Jenkins City Administrator Todd DePriest and Don Amburgey of the Little Shepherd of Kingdom Come Outdoor Drama briefed the group on that endeavor in late March. While some doubt the feasibility of reopening the tunnel, DePriest said a mining engineer reports it can be done, and done safely. Nearly $89,000 in grant funding is already available to build the trail, DePriest noted.

Amburgey envisions a tram that would take people between Pound and Jenkins, adding that there is incredible interest in the tunnel in Kentucky.

“It has some kind of fascination that you would not believe,” Amburgey said. “If this were done, Jenkins and Pound would have something no one else would have.”

The advantage of being a state line town is having people from two states working together on a project, Hubbard added.

Identifying people with interest in helping develop trails was Hale’s main goal in bringing people together last week.

ABSOLUTE JEWEL

The undeveloped stretch of trail near Pound runs through private property, Hale said, and would provide access to the area between North Fork Lake and the Pine Mountain Trail, which is part of the Great Eastern Trail connecting the Gulf Coast to Canada. Hale said she has spoken to all landowners along the route and “they are ready to sign” easements for trail development.

“I think this would be an absolute jewel for the Pound community,” Hale said, noting that the trail already exists and “just needs a little bit of upgrade.” It would come out near the mural on U.S. 23 that welcomes visitors to Pound.

The trail would go by the burial place of historic figure Devil John Wright and connect to the Red Fox Trail, which passes by Killing Rock, the site of the infamous ambush of 1892.

This trail is a safe and great place to walk, take a hike, ride a bike or horse, cross country ski in winter or just sit and enjoy nature, Hale said.

If they could get this designated as a public trail, Hale noted, the Forest Service has said it would stock Lake Lockwood for fishing. The hunt club in the area reports having already seen elk out that way. It would be a great place for a picnic area, too.
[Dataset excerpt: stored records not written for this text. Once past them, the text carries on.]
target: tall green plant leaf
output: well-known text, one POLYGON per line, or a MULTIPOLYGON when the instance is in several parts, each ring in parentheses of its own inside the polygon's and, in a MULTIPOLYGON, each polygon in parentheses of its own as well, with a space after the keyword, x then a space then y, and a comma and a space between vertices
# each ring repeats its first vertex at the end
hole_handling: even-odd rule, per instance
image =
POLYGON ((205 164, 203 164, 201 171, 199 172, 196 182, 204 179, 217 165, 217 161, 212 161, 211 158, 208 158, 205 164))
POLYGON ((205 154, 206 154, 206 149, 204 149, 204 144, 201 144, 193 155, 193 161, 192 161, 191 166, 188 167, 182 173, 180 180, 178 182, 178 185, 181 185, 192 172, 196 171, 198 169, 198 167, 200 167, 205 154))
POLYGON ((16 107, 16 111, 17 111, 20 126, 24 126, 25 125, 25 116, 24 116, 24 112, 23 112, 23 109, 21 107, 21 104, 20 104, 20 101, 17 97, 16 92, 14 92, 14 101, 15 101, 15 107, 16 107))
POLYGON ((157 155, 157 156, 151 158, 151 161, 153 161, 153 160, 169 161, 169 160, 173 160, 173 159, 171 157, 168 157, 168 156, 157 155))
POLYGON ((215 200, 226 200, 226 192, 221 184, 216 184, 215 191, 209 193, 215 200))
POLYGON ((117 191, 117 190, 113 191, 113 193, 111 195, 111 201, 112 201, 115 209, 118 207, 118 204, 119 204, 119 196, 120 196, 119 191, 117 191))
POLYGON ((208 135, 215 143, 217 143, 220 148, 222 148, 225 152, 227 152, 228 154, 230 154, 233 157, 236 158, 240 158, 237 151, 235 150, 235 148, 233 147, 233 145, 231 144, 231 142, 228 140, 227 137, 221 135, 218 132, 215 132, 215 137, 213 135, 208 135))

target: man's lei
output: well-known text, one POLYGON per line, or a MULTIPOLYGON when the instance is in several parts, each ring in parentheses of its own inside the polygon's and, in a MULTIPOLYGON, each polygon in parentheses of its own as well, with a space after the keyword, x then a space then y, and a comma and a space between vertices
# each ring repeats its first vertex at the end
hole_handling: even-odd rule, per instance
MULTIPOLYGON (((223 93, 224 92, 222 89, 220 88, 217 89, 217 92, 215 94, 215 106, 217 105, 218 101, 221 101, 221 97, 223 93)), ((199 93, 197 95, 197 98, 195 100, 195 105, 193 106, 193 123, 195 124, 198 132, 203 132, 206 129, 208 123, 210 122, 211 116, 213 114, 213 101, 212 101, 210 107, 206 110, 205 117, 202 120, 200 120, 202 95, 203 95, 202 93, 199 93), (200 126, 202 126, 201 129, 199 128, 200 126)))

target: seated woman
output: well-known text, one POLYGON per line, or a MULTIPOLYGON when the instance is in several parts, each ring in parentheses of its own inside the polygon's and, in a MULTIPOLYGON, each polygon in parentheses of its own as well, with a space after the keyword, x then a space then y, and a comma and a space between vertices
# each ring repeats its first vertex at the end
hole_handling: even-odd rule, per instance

A retired Pound High School teacher, Hale hopes to inspire interest among teachers. “If students could see this and start enjoying it, I think it would really have an impact,” she said.

“I see so much potential for that little railroad bed,” she added.

Hale’s already connected to local and regional tourism and trails development activity but wants to mount an effort now focused on Pound.

After having it in her mind for quite awhile, she told those gathered at the meeting back on March 27, “Finally, I just thought, ‘I need to just go ahead and get with it.’ I’m asking for your help . . . It would go a long way for this community.”

Reports that trail endeavors would exclude off-highway vehicles are not accurate, she said, adding, “There’s no way I would leave those out.”

But all trail work requires a core group of people to push it, Hale noted.

“That’s where we’re lacking,” Hubbard observed. “A group of people who have the interest to work together to make this happen.”

That night, only a handful attended the meeting and just a few were actually from Pound.

The group agreed there needs to be a large, determined grassroots effort.